Dmitry Chizhov, the illustrator, is based in Russia. I found him on an online artists’ base. He had posted some amazing artwork and he’s been along for the ride ever since. He’s great, I’m really lucky.

I’ve never asked how old he is, which is funny, but I think he’s in his late twenties. The woman who lays out my books is a stay-at-home mum in South Africa, so it’s an international process.

I’ve worked in the animation field for 18 years, but I can’t draw! You wouldn’t want me on your Pictionary team. I started off doing a Bachelor of Computing, but dropped out after I found out there was an animation college in Auckland.

I did the Diploma in 3D Computer Animation in 2001. It was the second-ever class. I was one of only three females in my class of about 20.

The animation industry was almost non-existent back then, so I did a lot of temping, a lot of office work and a year of working for free before I got my first full-time paid job on bro’Town, as a digital ink and paint artist.

That was in 2004, the same year my husband Russell, who is a Lieutenant Commander with the Royal New Zealand Navy, and I got married. He got posted to Afghanistan for about six months just after that, which was a bit scary.

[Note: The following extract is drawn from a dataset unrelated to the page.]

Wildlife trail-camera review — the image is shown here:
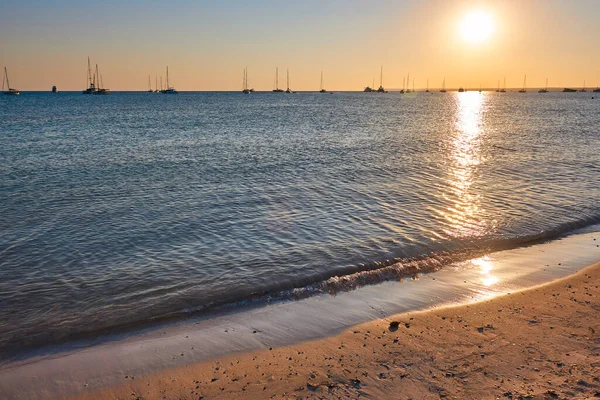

I moved into ’front of house’, which involves managing teams and overseeing the whole animation process. I ended up on the Gold Coast as production coordinator for Roadshow Productions, then it was back to New Zealand to work on The WotWots, which was a Weta Workshop production.

I used to have to walk past a giant rabbit, a wall of weapons and a cabinet of skulls to get to the toilet there! After that, I went to Sydney to head the animation crew working on Zac Snyder’s Legends of the Guardians for two years.

I was then offered the choice of working on Happy Feet 2 or heading up the animation department at LucasFilm animation studio in Singapore. I did that and managed some of the best talent in the industry working on Strange Magic, which was George Lucas’ first fully animated feature film.

Russell was doing his Masters while we were in Singapore. He left the navy for a couple of years so I could pursue my overseas career, but we had ageing parents and missed our families, so I got a job at Weta and we came home.

I did 10 movies there, including The Hobbit trilogy, The Hunger Games: Catching Fire and The Jungle Book, which won an Oscar for best visual effects.

I’ve been chipping away at a New Zealand-China co-production for the last two years. I can’t tell you what it is because it’s a secret, but it’s really exciting. It’s created more than 100 jobs across Auckland and Wellington, which is great.

I love that I am able to give something back because we have such incredibly talented people here.

I’ve always worked with crazy, creative people and I’m still doing that, juggling the books and animation. I’m not in any hurry with my books. I’m not in it to make millions. I do quite small publishing runs – usually around 300 each time, although with the third one, I did 100. And I’ve just re-printed the first one, so that’s quite a milestone.

I test all the books on Hunter. I get a proof done and read that to him for a couple of months, and if it’s not working, I’ll fix it before it goes to print.

He’s quite funny about them at the moment. We were in a bookshop in Auckland, which stocks them, and I almost had to buy a copy of my own book so we could leave. He sees them as ’his’ books.

People have been asking me for a girls’ book, so I’ve been working on that for the last little while. It’s called Amy’s Dream Adventures.

Amy’s the name of my niece. It will be bigger and longer than the Max ones – it’s a rhyming one with unicorns, fairies and lots of pretty things."